One limitation of the existing receptive vocabulary size tests lies in the representativeness of a small, random sample of target words (Stoeckel et al. 2020). Many vocabulary size assessments sampled test items based on frequency bands (e.g., Meara and Jones 1990; Nation and Beglar 2007; Webb et al. 2017; Schmitt et al. 2001), assuming that the items within a frequency-derived word band featured a similar level of difficulty. However, empirical evidence indicates that difficulty can vary significantly for individual words within frequency bands (Beglar 2010) and that frequency alone explains only 25% of the variance in word recognition difficulty (Hashimoto and Egbert 2019). To address this issue, when constructing LexCH, we adopted a stratified random sampling method to obtain 250 words from 25 frequency levels to form the initial version. We then employed the IRT-based method to choose words with a range of difficulty and strong discriminative power to develop the final version of the assessment. This procedure significantly improved the test items’ representativeness. Word items were sampled from the LCWCC, which contained 56,008 “commonly used words in Putonghua” (p.1). LexCH is thus thought to be most suitable for L1 Chinese speakers with secondary education and perhaps for Chinese L2 learners, especially advanced groups. We do not intend for LexCH to be used among native speakers of Chinese with a higher education background because LCWCC does not contain academic terms that university students or graduates of different disciplines are likely to know, even though these learners could show some variation in LexCH performance. Additionally, we do not recommend LexCH for use with small children because the Yes/No format requires a high degree of judgement. Use with this age group could significantly threaten the validity of the instrument.

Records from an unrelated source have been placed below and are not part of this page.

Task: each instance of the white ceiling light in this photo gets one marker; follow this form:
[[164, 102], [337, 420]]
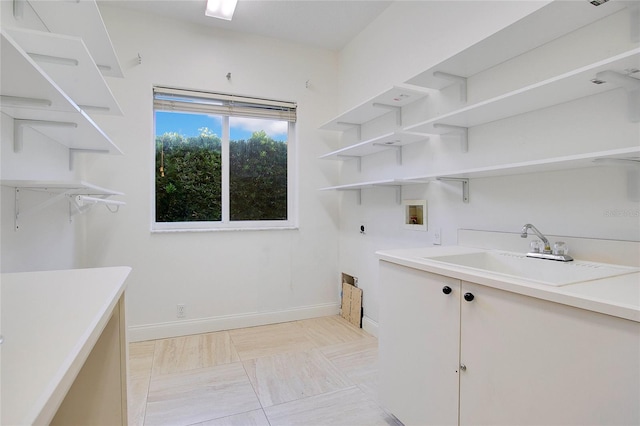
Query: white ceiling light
[[221, 9]]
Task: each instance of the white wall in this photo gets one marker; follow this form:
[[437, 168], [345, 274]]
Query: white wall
[[46, 240], [223, 278], [410, 37]]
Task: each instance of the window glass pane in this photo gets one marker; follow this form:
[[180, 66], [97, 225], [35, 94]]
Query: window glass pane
[[188, 167], [257, 169]]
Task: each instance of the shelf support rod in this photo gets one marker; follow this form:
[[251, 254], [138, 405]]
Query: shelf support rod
[[398, 149], [629, 84], [465, 186], [634, 17], [19, 125], [462, 131], [356, 125], [74, 151], [353, 157], [456, 79], [395, 108]]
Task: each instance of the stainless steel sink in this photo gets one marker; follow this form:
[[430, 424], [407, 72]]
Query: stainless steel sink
[[541, 271]]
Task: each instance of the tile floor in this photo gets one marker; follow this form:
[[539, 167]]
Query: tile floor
[[321, 371]]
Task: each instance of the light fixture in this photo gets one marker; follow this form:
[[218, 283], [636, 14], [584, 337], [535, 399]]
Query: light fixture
[[221, 9]]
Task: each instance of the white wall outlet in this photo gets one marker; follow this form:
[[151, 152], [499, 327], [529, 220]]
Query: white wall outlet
[[437, 236], [180, 311]]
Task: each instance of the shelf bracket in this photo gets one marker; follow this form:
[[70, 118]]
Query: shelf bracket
[[356, 125], [456, 79], [81, 203], [18, 9], [465, 186], [632, 166], [395, 108], [19, 125], [19, 213], [634, 17], [630, 84], [462, 131], [353, 157], [398, 149], [74, 151]]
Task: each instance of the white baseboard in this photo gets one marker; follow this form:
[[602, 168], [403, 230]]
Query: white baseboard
[[139, 333], [370, 326]]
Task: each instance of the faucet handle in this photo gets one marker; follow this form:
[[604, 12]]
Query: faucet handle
[[560, 248], [536, 246]]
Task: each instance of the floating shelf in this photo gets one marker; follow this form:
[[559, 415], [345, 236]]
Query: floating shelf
[[389, 183], [81, 19], [81, 196], [34, 100], [67, 61], [557, 18], [563, 88], [73, 187], [624, 157], [394, 98], [568, 162], [385, 142]]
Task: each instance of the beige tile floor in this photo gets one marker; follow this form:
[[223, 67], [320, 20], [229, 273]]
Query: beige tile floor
[[316, 372]]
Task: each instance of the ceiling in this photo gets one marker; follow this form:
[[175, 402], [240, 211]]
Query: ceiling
[[329, 24]]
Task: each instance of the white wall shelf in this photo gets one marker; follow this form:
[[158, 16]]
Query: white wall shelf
[[392, 99], [81, 19], [567, 162], [392, 140], [625, 157], [559, 89], [81, 196], [67, 61], [557, 18], [34, 100], [389, 183]]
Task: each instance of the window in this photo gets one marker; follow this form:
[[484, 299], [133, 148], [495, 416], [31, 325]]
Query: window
[[222, 161]]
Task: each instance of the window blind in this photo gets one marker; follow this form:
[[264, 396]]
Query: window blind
[[170, 99]]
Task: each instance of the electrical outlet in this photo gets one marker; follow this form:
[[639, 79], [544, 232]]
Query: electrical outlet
[[437, 236], [180, 311]]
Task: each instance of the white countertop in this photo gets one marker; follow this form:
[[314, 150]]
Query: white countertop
[[617, 296], [50, 322]]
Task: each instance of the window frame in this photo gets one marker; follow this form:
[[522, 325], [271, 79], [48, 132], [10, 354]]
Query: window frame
[[225, 224]]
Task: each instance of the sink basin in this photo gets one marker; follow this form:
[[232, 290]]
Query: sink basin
[[547, 272]]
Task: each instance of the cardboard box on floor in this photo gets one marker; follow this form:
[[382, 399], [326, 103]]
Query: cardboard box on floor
[[351, 300]]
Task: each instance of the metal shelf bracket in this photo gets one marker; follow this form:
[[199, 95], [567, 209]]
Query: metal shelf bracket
[[630, 84], [353, 157], [456, 79], [395, 108], [19, 125], [398, 149], [462, 131], [465, 186], [356, 125], [74, 151]]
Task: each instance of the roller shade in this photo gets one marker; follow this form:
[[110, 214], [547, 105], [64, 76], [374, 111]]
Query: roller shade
[[170, 99]]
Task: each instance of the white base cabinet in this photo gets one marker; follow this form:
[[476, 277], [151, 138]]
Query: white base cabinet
[[526, 360]]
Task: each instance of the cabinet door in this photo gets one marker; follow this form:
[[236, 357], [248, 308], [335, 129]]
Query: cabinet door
[[419, 346], [535, 362]]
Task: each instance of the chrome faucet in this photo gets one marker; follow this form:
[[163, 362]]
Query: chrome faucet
[[546, 253], [547, 246]]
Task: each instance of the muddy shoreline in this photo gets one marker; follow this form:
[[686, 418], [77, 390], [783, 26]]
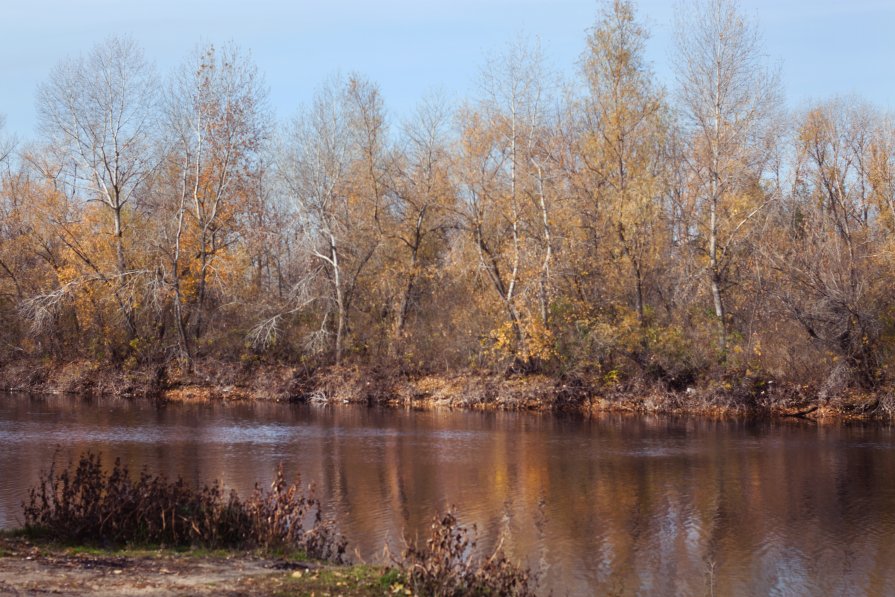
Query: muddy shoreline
[[34, 567]]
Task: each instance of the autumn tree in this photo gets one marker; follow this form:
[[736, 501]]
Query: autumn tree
[[99, 114], [423, 203], [331, 169], [727, 98], [218, 126], [831, 260], [622, 146], [507, 201]]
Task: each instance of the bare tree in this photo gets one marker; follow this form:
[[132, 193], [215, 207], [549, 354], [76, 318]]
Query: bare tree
[[423, 196], [219, 125], [727, 97], [100, 112], [339, 221]]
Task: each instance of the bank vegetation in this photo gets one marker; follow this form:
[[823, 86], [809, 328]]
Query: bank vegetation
[[605, 232]]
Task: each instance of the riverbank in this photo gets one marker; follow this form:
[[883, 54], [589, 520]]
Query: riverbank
[[27, 567], [219, 381]]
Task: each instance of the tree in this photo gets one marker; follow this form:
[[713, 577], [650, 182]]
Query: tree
[[332, 171], [504, 184], [623, 143], [424, 200], [218, 127], [727, 98], [100, 113]]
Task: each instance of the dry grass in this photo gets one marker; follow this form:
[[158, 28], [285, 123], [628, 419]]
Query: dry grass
[[84, 504]]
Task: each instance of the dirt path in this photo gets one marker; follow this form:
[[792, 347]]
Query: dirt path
[[26, 569]]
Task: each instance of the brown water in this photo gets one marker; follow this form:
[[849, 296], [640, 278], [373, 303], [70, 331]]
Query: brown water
[[630, 506]]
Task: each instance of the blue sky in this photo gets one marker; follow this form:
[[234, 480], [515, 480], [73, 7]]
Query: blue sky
[[414, 47]]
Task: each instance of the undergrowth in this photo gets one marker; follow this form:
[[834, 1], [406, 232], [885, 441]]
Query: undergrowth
[[84, 503]]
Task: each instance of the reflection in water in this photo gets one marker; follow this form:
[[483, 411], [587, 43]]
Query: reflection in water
[[633, 506]]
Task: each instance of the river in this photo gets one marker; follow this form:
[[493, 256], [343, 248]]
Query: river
[[611, 505]]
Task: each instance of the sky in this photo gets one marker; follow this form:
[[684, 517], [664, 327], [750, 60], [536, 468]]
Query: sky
[[414, 48]]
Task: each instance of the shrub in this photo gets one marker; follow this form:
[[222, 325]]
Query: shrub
[[446, 565], [83, 503]]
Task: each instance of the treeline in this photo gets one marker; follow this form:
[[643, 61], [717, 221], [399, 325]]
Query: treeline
[[605, 227]]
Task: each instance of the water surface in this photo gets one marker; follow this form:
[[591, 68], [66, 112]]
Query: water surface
[[618, 505]]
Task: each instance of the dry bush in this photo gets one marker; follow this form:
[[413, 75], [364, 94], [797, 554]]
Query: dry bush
[[446, 565], [85, 504]]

6 Limitations and implications

Our initial validation provides supportive evidence for five aspects of construct validity proposed by Messick (1995). Vocabulary size measured by LexCH correlated significantly with Chinese literacy (0.387 ≤ r ≤ 0.677, p < 0.05). However, one should be cautious when interpreting this result, as one limitation of our study is that we took students’ final scores in the Chinese subject at school as measures of their Chinese literacy. Their exams differed by grade and had not been validated. Further empirical studies are needed before the vocabulary size measured by LexCH can certifiably be used as a rough measure of Chinese proficiency for L1 Chinese speakers in psychological and linguistic research or placement tests.

A second limitation of the current study entails the lack of evidence of criterion validity. To the best of our knowledge, no available and widely recognized receptive vocabulary size test yet exists for teenage and adult learners of Chinese. Researchers could collect evidence in the future through meaning-recall interviews and other means to further validate this test.

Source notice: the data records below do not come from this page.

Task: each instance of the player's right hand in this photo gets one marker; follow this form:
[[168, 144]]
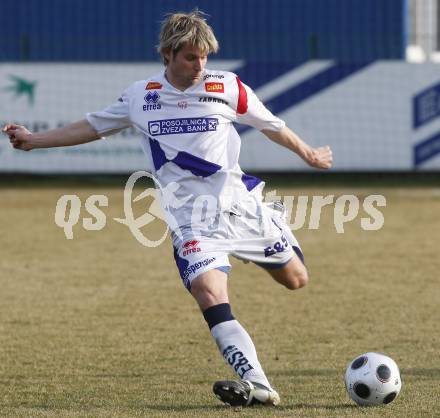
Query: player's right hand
[[19, 136]]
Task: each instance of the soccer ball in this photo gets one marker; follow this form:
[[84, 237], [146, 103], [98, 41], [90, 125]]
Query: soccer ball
[[372, 379]]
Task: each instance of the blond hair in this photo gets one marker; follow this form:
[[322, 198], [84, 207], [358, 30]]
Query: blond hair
[[180, 28]]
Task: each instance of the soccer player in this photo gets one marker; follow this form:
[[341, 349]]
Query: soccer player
[[185, 114]]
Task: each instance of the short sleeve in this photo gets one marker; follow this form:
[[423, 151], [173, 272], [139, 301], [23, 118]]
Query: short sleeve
[[250, 111], [113, 118]]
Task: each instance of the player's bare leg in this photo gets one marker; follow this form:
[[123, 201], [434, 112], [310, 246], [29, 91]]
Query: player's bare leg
[[293, 275], [211, 293]]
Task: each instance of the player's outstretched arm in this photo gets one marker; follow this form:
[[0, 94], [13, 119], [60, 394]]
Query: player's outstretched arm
[[73, 134], [315, 157]]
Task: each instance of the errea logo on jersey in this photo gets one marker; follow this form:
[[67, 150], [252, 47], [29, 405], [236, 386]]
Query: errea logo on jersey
[[153, 85], [152, 98], [213, 87]]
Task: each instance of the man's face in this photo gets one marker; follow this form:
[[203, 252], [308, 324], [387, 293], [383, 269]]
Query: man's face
[[187, 66]]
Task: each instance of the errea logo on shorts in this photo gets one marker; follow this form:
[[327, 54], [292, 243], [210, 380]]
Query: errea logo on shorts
[[213, 87], [191, 247], [182, 126]]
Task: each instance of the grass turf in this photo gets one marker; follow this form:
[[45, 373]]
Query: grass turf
[[100, 326]]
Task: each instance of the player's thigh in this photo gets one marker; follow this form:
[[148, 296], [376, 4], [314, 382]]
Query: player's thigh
[[210, 288], [292, 275]]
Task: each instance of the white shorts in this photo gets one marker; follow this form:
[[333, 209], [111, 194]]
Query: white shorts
[[251, 231]]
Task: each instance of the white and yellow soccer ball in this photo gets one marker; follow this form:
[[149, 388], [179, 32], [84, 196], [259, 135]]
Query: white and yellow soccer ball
[[373, 379]]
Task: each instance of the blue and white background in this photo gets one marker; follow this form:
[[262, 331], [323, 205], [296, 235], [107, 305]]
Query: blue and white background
[[334, 70]]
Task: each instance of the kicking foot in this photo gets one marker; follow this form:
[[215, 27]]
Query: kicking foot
[[245, 393]]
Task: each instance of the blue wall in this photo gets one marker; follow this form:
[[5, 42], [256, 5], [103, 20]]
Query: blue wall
[[259, 30]]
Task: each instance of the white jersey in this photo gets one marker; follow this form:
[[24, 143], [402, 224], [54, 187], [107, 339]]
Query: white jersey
[[188, 136]]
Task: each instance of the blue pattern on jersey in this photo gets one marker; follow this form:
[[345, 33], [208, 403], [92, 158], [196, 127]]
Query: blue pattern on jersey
[[186, 161], [197, 166], [159, 157], [250, 181]]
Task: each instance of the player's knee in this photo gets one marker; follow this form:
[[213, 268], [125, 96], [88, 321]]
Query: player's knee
[[297, 280]]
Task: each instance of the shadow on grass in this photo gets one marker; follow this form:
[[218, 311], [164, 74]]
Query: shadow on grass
[[307, 372], [183, 408], [433, 374]]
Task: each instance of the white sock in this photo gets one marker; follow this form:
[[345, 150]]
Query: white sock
[[237, 348]]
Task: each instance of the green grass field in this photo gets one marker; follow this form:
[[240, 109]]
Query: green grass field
[[100, 326]]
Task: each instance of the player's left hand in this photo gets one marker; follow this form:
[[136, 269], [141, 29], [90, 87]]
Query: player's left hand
[[19, 136], [321, 157]]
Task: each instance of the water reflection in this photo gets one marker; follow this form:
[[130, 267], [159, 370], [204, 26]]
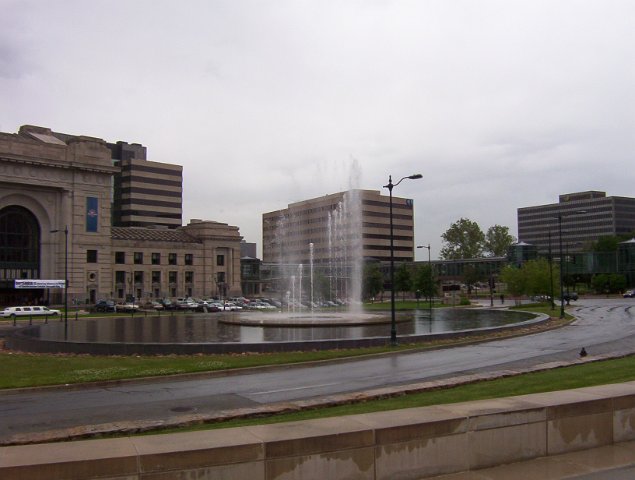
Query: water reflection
[[205, 328]]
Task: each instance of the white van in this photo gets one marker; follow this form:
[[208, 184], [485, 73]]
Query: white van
[[28, 311]]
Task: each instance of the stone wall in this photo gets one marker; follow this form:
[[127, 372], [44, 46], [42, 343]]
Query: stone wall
[[401, 444]]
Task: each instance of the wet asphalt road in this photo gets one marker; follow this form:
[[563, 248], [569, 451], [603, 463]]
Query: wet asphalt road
[[603, 326]]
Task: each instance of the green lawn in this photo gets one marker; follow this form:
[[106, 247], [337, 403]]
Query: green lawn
[[30, 370], [596, 373], [25, 370]]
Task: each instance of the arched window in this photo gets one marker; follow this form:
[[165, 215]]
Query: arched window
[[19, 243]]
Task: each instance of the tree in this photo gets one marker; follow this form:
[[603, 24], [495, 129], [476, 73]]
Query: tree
[[403, 279], [608, 283], [514, 278], [424, 281], [373, 280], [464, 239], [537, 277], [534, 278], [471, 276], [498, 240]]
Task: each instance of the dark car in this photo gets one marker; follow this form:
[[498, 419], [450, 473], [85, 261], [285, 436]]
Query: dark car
[[104, 306], [570, 296]]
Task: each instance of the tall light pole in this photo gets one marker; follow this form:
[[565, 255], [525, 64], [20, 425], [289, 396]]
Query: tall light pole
[[560, 217], [65, 276], [393, 323], [430, 271]]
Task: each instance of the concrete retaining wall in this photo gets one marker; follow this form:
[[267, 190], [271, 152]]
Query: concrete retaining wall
[[401, 444]]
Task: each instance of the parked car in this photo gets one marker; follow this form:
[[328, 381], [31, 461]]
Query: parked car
[[186, 304], [570, 296], [104, 306], [205, 306], [127, 307], [28, 311], [167, 304], [154, 305]]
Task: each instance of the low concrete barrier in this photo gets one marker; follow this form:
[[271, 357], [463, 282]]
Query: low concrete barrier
[[399, 444]]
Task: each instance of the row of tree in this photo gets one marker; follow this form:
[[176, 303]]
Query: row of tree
[[465, 239], [409, 278]]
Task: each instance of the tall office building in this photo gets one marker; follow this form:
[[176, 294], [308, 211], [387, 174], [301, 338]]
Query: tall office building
[[145, 193], [337, 222], [56, 201], [582, 218]]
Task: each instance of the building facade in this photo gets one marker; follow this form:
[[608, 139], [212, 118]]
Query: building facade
[[56, 222], [581, 218], [334, 223], [145, 193]]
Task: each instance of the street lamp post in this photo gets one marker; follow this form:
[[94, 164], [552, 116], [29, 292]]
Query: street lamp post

Third, for practical reasons, test items were presented in a fixed order on paper. We do not consider these parameters problematic. Izura et al.’ (2014) suggested that a fixed presentation order can still produce good results. However, test items could be administered through a random permutation via computer in subsequent studies to avoid potential effects from items’ positions.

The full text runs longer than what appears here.